ArchiveTeam / wpull

Wget-compatible web downloader and crawler.
GNU General Public License v3.0
554 stars 77 forks source link

NUL byte in <link> href confuses libxml2-lxml parser #459

Open JustAnotherArchivist opened 3 years ago

JustAnotherArchivist commented 3 years ago

Via ArchiveBot job b4cobsdfap6j2kzjo3i4jwnsx:

wpull --recursive --no-verbose --no-parent --html-parser libxml2-lxml https://www.e-gov.am/gov-decrees/item/23174/

This recurses to wonderful URLs such as https://www.e-gov.am/gov-decrees/item/23174/1clip_themedata.thmx%22%20rel=%22themeData%22%20/%3E (and it only gets worse from there).

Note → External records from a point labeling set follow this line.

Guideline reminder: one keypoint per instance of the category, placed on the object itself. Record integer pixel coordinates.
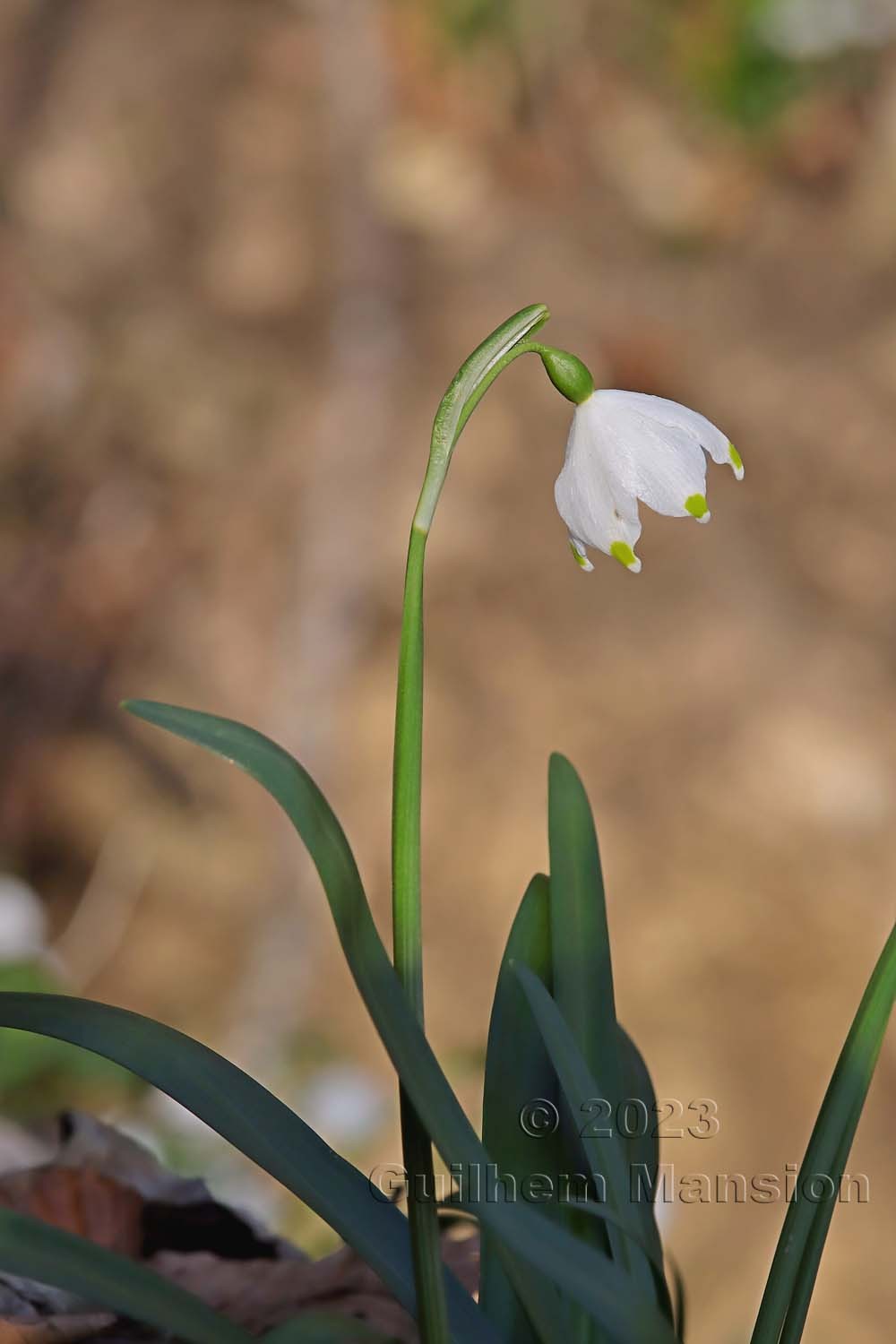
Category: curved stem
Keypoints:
(458, 403)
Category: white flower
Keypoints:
(627, 446)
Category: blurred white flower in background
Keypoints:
(626, 448)
(809, 29)
(23, 924)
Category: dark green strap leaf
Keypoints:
(584, 1276)
(325, 1328)
(35, 1250)
(804, 1234)
(605, 1155)
(583, 986)
(519, 1077)
(246, 1115)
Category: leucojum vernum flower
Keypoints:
(547, 1273)
(629, 448)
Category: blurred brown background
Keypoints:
(244, 247)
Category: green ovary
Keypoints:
(622, 553)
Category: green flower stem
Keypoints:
(458, 403)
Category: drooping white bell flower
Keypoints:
(626, 448)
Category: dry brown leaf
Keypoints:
(56, 1330)
(263, 1293)
(78, 1201)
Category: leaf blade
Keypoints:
(246, 1115)
(840, 1110)
(586, 1276)
(517, 1070)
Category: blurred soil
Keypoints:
(242, 252)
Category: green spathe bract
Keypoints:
(583, 1273)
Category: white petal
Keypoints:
(662, 467)
(672, 470)
(681, 417)
(678, 417)
(590, 494)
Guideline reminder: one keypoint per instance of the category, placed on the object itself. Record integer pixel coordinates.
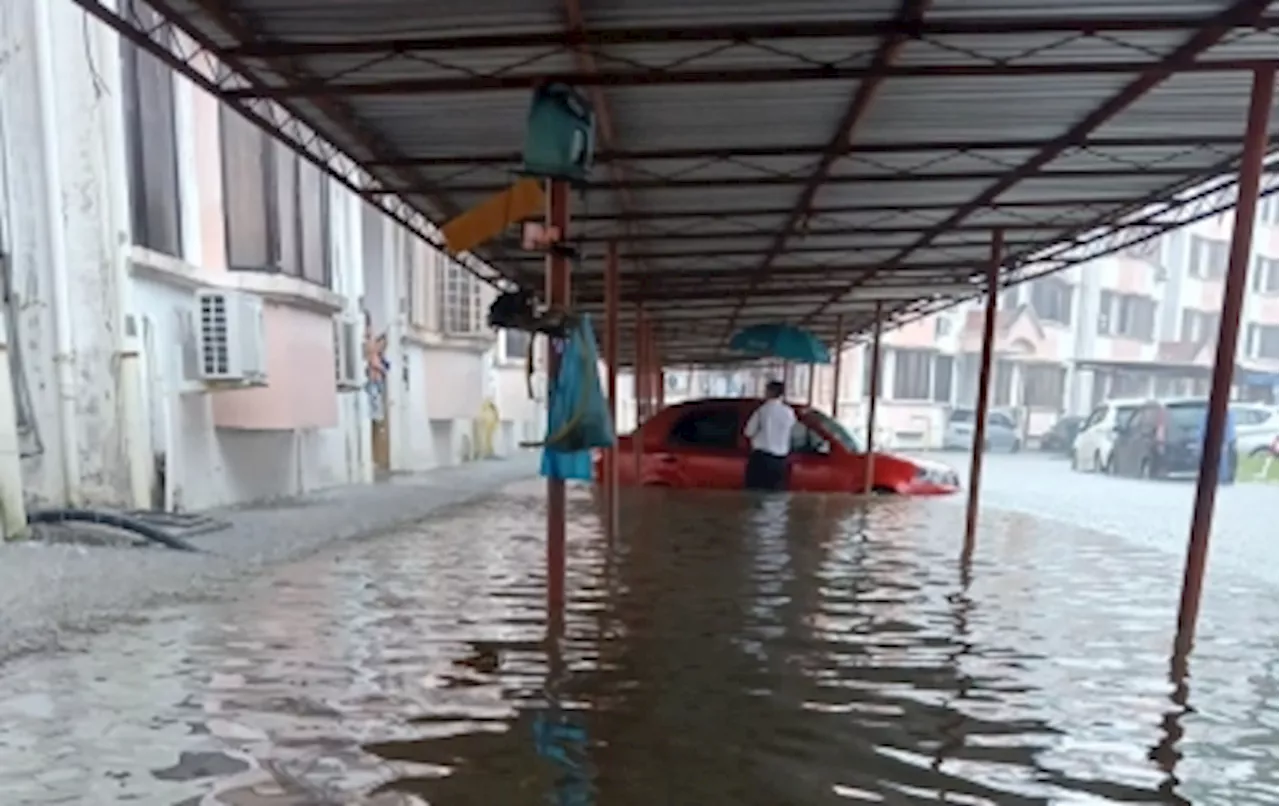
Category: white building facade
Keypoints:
(126, 195)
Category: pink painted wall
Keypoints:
(300, 370)
(209, 179)
(453, 380)
(918, 334)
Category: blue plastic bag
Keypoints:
(577, 413)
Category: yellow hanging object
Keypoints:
(487, 220)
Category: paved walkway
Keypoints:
(51, 595)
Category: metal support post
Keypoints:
(609, 467)
(1224, 365)
(836, 367)
(557, 296)
(979, 424)
(873, 395)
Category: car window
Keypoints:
(1000, 421)
(1147, 417)
(709, 427)
(1124, 415)
(1188, 416)
(1095, 417)
(840, 433)
(807, 440)
(1249, 415)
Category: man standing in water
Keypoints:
(769, 430)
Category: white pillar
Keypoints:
(13, 512)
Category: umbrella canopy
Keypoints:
(781, 342)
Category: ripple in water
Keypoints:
(722, 650)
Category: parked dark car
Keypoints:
(1061, 435)
(1166, 438)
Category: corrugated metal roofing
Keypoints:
(982, 113)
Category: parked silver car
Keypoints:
(1001, 431)
(1257, 427)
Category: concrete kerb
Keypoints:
(54, 595)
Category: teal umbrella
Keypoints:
(781, 342)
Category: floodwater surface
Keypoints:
(723, 650)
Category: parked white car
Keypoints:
(1257, 426)
(1092, 448)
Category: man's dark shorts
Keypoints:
(766, 471)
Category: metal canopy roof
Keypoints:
(763, 160)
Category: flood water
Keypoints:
(725, 650)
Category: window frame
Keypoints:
(277, 206)
(150, 108)
(704, 412)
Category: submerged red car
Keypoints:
(700, 445)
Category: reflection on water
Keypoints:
(723, 650)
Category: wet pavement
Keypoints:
(722, 650)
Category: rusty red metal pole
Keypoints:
(659, 375)
(638, 384)
(1224, 367)
(873, 395)
(557, 296)
(979, 424)
(836, 367)
(609, 482)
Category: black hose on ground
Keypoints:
(110, 518)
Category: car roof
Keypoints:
(1118, 402)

The page contains these three <link> tags with NUL bytes (^@):

<link href="file:///C:DOCUME~1MarineALOCALS~1Tempmsohtmlclip1^@1clip_filelist.xml" rel="File-List" />
<link href="file:///C:DOCUME~1MarineALOCALS~1Tempmsohtmlclip1^@1clip_themedata.thmx" rel="themeData" />
<link href="file:///C:DOCUME~1MarineALOCALS~1Tempmsohtmlclip1^@1clip_colorschememapping.xml" rel="colorSchemeMapping" />

This only happens with the libxml2-lxml parser; the html5lib parser handles it correctly, i.e. does not extract any extra URLs.

Tested on two machines, both with Python 3.6.10. One has lxml 4.4.2 and libxml2 2.9.4 with wpull 2.0.3, the other has lxml 4.6.2 and libxml2 2.9.10 with wpull The Blocking PR 393.